There are numerous historical and modern theatres in Florence. The main ones are:  

   * Odeon Cinema of the Palazzo dello Strozzino. One of the oldest movie theatres in the city, established from 1920 to 1922[43] in a wing of the Palazzo dello Strozzino, it used to be called the Cinema Teatro Savoia (Savoy Cinema-Theatre), yet was later called Odeon. The cinema is constructed in a neo-Renaissance/Baroque style, and the arrangement of the audience seats are more like those of a normal theatre. Today, the cinema is not only a film theatre, but also a ballroom and concert-hall.
    * Teatro della Pergola, located in the centre of the city on the eponymous street. It was built in 1656 under the direction of the architect Ferdinando Tacca. The opera house is considered to be the oldest in Italy, having occupied the same site for more than 350 years.
    * Teatro Comunale (or Teatro del Maggio Musicale Fiorentino), originally built as the open-air amphitheatre, the Politeama Fiorentino Vittorio Emanuele which was inaugurated on 17 May 1862 with a production of Donizetti's Lucia di Lammermoor and which seated 6,000 people. It became the focus on cultural life in the city. After closure caused by fire, it reopened in April 1864 and acquired a roof in 1882.

    * Saloncino Castinelli, a historic theatre and cinema in the city's centre.
    * Teatro Puccini, opened in 1940, which specialises itself in comedies and satyrical plays. There are 634 places (499 in the audience, and 135 in the gallery).

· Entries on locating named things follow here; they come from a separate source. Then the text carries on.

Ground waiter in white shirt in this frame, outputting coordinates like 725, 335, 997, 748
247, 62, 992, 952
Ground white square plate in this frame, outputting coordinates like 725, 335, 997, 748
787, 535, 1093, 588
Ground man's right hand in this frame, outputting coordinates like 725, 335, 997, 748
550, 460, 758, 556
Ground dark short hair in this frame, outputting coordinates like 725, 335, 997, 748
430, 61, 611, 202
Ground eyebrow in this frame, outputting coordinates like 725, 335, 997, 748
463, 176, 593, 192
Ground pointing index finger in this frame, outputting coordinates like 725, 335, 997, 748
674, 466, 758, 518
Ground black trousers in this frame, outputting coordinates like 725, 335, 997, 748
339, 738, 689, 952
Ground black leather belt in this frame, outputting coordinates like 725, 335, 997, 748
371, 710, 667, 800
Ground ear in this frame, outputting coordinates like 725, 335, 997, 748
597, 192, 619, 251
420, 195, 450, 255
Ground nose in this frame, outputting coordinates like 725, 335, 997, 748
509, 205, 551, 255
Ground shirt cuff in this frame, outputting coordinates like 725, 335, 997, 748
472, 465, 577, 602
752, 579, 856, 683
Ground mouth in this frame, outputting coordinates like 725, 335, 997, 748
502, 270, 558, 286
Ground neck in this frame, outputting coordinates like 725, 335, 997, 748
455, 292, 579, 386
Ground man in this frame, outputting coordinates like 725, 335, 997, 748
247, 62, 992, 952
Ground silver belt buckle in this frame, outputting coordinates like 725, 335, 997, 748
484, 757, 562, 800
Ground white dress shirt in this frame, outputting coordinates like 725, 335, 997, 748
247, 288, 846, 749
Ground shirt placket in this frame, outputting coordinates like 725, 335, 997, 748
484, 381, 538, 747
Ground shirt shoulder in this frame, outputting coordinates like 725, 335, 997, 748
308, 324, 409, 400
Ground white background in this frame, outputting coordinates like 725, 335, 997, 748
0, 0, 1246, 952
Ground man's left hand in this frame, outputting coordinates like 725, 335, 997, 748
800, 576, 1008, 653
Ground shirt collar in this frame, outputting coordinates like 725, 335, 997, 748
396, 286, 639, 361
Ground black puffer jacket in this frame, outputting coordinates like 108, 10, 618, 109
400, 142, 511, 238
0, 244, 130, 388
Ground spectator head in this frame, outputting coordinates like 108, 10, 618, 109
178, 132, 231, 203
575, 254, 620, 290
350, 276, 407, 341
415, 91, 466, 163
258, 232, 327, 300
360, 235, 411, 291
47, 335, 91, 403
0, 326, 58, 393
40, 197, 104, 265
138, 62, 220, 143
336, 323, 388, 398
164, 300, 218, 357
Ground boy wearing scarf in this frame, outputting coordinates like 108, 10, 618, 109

    * Teatro Verdi. Situated in central Florence, it is known for its lighter, comical plays.
    * Teatro Goldoni. It was inaugurated on 17 April 1817. Nowadays, it is mainly used for dance.
    * Teatro Niccolini, also known as Teatro del Cocomero, in via Ricasoli, very near to Florence Cathedral. It was frequently utlilized by Lorenzo de' Medici.
    * Parco della Musica e della Cultura, a vast musical complex which is being built in the Cascine park, and it will be a major centre of musical and theatrical culture. It will host a lyrical theatre containing 2,000 places, a concert hall for 1,000 watchers, a hall with 3,000 seats and an open-air amphitheatre with 3,000 spaces. It will host numerous ballets, concerts, lyrical operas and numerous musical festivals. The theatre will be inaugurated on 28 April 2011, in honour of the 150th anniversary of the Italian unification.